Column	Type	Description
`log_time`	TIMESTAMPTZ	When the record was emitted (UTC). NOT NULL.
`level`	VARCHAR	`DEBUG`/`INFO`/`WARN`/`ERROR`/`FATAL`. NOT NULL.
`instance_id`	UUID	Server instance that emitted the record.
`cluster_id`	UUID	Cluster grouping UUID (`--cluster-id`), NULL when unset.
`session_id`	UUID	Client session (when the record is session-scoped).
`username`	VARCHAR	Authenticated user (when present).
`role`	VARCHAR	Session role (when present).
`peer`	VARCHAR	Client peer address (when present).
`component`	VARCHAR	Logging component (when configured).
`trace_id` / `span_id`	VARCHAR	OpenTelemetry correlation IDs (when present).
`pid`	INTEGER	Process id.
`tid`	VARCHAR	Thread id.
`source_file` / `source_line`	VARCHAR / INTEGER	Source location.
`func`	VARCHAR	Function name (when present).
`message`	VARCHAR	The log message.
`fields`	JSON	All remaining structured key/value fields.

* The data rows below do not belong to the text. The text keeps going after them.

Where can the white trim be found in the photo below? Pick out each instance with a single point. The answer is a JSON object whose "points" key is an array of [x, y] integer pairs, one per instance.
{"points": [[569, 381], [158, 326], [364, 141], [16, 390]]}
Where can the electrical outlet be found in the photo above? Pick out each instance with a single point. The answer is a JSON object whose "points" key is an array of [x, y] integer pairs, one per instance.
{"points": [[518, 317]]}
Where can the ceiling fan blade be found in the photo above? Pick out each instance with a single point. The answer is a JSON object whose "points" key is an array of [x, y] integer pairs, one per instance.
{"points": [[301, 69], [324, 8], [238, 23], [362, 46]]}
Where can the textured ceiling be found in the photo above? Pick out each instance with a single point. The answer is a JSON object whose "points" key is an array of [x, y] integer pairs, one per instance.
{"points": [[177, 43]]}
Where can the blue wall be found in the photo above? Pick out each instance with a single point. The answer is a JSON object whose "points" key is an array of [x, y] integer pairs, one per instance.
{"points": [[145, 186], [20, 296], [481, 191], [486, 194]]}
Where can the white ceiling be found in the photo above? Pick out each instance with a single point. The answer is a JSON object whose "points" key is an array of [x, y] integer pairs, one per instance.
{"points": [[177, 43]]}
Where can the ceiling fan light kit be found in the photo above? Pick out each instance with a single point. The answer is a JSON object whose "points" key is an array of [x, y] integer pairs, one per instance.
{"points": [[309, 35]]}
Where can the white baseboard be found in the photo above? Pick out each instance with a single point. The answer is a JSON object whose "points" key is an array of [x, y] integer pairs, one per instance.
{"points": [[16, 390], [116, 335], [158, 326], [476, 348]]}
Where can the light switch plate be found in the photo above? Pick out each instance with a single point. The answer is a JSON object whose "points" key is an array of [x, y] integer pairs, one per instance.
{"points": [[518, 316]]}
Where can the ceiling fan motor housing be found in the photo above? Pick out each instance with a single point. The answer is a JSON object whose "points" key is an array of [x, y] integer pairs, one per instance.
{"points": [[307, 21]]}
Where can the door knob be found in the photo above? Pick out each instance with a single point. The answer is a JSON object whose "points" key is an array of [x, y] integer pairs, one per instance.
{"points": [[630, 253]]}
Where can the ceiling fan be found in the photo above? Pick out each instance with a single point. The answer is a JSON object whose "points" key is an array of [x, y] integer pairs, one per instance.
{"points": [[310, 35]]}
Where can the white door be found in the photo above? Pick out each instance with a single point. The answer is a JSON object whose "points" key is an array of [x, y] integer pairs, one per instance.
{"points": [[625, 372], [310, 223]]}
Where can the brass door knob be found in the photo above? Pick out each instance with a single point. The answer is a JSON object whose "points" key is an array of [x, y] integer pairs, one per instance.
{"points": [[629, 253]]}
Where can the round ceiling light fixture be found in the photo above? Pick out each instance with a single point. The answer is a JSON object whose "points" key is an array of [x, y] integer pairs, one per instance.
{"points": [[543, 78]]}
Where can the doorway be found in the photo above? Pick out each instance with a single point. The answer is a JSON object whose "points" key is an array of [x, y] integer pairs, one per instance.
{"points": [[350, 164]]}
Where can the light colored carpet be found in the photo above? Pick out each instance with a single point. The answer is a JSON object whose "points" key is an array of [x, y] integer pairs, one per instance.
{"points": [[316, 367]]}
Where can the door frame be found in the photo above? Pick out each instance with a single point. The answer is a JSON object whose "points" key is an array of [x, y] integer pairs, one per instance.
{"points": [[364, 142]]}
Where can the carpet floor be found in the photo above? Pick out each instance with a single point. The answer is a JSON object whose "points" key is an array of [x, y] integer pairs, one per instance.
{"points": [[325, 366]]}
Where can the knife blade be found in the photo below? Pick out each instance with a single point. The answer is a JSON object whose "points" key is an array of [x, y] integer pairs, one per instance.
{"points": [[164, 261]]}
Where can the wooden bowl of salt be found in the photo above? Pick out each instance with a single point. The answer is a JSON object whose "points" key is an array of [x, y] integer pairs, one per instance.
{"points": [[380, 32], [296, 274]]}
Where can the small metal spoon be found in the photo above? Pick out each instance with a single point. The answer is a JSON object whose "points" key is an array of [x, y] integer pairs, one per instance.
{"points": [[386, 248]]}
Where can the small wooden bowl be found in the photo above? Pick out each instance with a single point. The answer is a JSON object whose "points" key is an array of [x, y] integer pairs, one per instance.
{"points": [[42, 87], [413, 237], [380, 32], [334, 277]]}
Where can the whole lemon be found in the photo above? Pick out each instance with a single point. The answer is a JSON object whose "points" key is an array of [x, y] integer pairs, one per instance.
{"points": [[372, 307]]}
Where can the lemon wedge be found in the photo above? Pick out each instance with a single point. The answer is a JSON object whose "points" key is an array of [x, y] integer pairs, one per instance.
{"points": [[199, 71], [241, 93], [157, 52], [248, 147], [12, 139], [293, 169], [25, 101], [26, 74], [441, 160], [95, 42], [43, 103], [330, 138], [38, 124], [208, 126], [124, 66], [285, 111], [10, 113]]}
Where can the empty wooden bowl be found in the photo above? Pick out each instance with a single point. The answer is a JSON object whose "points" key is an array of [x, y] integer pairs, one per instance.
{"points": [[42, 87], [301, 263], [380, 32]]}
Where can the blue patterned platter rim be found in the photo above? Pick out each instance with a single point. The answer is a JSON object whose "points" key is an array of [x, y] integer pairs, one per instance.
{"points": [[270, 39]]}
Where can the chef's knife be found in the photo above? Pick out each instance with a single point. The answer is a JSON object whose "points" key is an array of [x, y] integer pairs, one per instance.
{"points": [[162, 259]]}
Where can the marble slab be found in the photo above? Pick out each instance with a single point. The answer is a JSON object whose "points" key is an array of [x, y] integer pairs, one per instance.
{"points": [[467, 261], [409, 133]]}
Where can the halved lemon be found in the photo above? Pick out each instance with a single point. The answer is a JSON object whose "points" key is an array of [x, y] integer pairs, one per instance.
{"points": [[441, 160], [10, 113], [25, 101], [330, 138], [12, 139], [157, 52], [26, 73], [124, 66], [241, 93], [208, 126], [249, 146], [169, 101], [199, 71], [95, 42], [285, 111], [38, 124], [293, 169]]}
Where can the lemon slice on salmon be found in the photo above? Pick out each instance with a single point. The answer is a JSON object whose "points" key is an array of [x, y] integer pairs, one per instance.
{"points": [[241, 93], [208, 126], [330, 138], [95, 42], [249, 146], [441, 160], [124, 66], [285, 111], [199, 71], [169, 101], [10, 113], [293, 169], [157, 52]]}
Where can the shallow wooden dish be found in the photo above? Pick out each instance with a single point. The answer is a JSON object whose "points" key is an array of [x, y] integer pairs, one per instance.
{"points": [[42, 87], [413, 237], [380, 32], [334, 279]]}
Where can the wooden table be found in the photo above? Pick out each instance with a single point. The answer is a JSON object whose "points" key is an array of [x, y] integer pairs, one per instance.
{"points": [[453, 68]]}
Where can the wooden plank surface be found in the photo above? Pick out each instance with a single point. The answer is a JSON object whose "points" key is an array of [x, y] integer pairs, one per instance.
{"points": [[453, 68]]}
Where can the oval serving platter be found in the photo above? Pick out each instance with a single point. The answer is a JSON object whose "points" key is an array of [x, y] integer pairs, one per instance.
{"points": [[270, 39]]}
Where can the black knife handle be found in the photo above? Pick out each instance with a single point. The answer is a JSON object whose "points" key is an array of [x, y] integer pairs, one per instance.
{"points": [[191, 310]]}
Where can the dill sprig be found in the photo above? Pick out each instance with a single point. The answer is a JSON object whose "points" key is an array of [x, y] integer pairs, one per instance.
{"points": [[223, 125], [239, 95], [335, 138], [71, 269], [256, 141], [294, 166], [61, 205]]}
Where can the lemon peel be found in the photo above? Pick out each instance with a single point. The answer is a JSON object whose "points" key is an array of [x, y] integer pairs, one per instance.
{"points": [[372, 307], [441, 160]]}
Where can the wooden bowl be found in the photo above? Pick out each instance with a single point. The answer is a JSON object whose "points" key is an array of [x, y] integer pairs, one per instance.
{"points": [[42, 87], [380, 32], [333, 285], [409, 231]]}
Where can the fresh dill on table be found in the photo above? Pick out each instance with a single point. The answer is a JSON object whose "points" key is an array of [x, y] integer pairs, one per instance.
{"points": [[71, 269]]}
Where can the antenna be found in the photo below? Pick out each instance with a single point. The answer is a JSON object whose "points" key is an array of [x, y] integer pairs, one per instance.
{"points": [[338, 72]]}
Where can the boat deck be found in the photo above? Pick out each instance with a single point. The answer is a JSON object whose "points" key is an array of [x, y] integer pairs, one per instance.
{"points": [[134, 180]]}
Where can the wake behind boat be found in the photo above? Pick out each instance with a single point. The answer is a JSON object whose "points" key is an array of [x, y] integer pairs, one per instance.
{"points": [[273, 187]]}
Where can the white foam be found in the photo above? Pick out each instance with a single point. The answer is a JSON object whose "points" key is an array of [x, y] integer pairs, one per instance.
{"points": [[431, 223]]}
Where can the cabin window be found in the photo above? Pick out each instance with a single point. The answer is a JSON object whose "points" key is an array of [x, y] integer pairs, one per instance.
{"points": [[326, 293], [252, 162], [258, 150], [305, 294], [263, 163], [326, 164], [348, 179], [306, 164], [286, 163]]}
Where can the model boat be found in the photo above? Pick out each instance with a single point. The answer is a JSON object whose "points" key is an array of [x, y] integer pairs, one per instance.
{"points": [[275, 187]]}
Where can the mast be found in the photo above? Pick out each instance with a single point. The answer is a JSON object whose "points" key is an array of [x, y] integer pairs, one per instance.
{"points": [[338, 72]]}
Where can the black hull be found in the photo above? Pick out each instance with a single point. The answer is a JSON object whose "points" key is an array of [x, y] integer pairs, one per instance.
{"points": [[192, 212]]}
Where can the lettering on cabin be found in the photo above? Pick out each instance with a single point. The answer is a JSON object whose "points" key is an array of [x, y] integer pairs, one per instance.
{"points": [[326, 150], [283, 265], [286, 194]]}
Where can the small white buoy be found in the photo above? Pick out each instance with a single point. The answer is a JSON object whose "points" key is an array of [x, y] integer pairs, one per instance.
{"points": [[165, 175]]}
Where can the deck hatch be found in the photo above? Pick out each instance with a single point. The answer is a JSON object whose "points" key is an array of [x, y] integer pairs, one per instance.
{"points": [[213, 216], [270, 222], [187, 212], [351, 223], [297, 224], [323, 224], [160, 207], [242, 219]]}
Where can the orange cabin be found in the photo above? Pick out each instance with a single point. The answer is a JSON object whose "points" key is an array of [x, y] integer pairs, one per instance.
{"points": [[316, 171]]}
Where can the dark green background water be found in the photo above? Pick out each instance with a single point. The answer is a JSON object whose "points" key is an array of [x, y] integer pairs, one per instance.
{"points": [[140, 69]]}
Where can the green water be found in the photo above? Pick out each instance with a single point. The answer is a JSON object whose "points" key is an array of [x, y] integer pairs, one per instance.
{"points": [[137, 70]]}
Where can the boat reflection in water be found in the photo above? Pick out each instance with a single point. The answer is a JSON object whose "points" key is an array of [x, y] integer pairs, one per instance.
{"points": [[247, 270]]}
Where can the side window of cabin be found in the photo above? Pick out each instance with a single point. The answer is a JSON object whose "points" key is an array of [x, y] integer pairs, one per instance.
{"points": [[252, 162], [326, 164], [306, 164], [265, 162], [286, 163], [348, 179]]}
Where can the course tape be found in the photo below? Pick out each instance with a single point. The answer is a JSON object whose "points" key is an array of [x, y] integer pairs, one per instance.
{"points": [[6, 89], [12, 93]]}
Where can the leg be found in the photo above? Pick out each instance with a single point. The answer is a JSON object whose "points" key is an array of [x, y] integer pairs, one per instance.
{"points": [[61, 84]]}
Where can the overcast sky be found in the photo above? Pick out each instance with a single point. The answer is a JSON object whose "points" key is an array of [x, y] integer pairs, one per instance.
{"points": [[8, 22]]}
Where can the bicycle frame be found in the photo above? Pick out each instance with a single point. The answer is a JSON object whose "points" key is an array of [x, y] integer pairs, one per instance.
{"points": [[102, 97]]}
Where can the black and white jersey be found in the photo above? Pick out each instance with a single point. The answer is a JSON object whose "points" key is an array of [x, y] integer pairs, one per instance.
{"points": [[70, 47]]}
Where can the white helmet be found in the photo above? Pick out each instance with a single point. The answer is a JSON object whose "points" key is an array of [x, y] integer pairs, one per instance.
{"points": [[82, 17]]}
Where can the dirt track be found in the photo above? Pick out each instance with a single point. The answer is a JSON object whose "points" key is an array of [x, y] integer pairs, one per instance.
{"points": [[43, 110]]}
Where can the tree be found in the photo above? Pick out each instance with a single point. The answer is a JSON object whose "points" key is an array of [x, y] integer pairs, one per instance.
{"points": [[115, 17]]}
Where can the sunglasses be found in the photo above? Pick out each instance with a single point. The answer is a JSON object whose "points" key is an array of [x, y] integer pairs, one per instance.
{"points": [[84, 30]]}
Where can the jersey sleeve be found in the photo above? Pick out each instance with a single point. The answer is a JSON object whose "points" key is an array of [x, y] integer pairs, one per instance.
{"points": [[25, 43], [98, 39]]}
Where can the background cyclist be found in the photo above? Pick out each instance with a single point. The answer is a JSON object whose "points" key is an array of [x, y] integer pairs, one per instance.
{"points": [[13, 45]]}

Read it as an admin (it is hidden from / denied to non-admins):

-- File-based default:
SELECT log_time, level, username, message
FROM _gizmosql_logs.logs
WHERE log_time > now() - INTERVAL '1 hour'
ORDER BY log_time DESC;

-- External catalog (PostgreSQL/DuckLake): use the catalog.schema you configured.
SELECT * FROM logpg.gizmosql_logs.logs ORDER BY log_time DESC LIMIT 100;

Retention¶

Logs grow continuously. Prune them out-of-band on the catalog itself (the catalog is read-only to GizmoSQL clients). The log_time index keeps time-based deletes fast:

DELETE FROM gizmosql_logs.logs WHERE log_time < now() - INTERVAL '30 days';

Cluster ID¶

--cluster-id / GIZMOSQL_CLUSTER_ID (a UUID) tags a server as part of a logical cluster. When set, the cluster id is:

recorded on the instrumentation instances row (the nullable cluster_id UUID column),
injected into every log entry (stdout/file and the catalog logs table), and
exposed to SQL via the GIZMOSQL_CURRENT_CLUSTER() pseudo-function (the cluster analog of GIZMOSQL_CURRENT_INSTANCE()):

SELECT GIZMOSQL_CURRENT_CLUSTER();   -- the cluster UUID, or NULL when unset

This lets logs and instrumentation across all instances of a cluster be filtered and correlated together — e.g. WHERE cluster_id = '…'.